A propos du versant Nord du fournil du manoir, Franck m'affirme qu'il serait sage d'en remplacer toutes les tuiles par des tuiles neuves. Je lui demande de m'envoyer son devis ; on en profiterait pour introduire une isolation thermique sous ce versant ; dans un premier temps, elle ne pourrait jouer le rôle que de sous-toiture.

Mon aîné, de passage à la Chaslerie pour y rechercher les affaires de bébé (la naissance est prévue dans trois semaines environ) est en train de lire deux bouquins sur la famille "de l'écu rouge", dont un consacré à leurs châteaux.

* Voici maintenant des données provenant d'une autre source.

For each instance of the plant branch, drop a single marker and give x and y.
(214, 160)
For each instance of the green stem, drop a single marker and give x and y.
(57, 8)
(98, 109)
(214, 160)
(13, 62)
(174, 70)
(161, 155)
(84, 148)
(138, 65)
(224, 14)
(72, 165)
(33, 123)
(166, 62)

Il termine celui qui traite des mœurs de leur maison et me le passera avant de repartir tout à l'heure.

Nous discutons du programme de travaux sur notre manoir favori et de son financement :
- il marque son opposition à l'idée que j'installe ma bibliothèque-bureau dans l'ancienne cuisine du bâtiment Nord et affirme que, pour son épouse comme pour lui, il est important de disposer d'une grande cuisine ensoleillée ;
- mon idée de redonner à la salle-à-manger du logis son statut d'ancienne cuisine, avec puits au milieu de la pièce, ne lui convient pas pour autant ; il veut conserver là une grande salle-à-manger pour pouvoir recevoir ses amis ;
- il me recommande d'installer ma bibliothèque au rez-de-chaussée d'une des tours du logis ; j'objecte que, même si elle a l'avantage de donner sur la cour, me permettant ainsi de gardienner selon mon souhait, la tour Sud-Ouest est trop sombre pour moi qui y verrais plutôt une salle de télé ;
- il retoque mon idée de commencer par restaurer la moitié Nord du logis et m'informe que, s'il se lance dans le projet, c'est tout le logis qu'il voudra restaurer d'un coup ; dont acte !
- je rappelle que la restauration du logis présuppose le règlement de la question du chauffage ; il se dit prêt à financer l'intervention du bureau d'études qui nous conseillera le meilleur combustible ; il confirme son accord pour que la chaufferie soit installée dans la partie Ouest de la charretterie ;
- il se déclare désireux de restaurer l'allée historique dès que possible et souhaite qu'y soient plantés des arbres de haut jet ; je signale que mon festival nous oblige à attendre les beaux jours de 2018 et qu'accessoirement, il ne serait pas farfelu de solliciter un nouvel accord de la D.R.A.C. avec subvention à la clé, ce qu'il comprend ;
- enfin il souligne qu'il ne prendra pas de gros engagement financier avant la fin de sa période d'essai dans ladite maison "de l'écu rouge". OK, fiston, tous nos vœux de succès t'accompagnent !

Bref, nous avançons.

P.S. (du 2 avril 2017, après le déjeuner) : Nous avons évoqué la restauration des douves. Elle pourra intervenir lorsque j'aurai recruté un maçon fiable.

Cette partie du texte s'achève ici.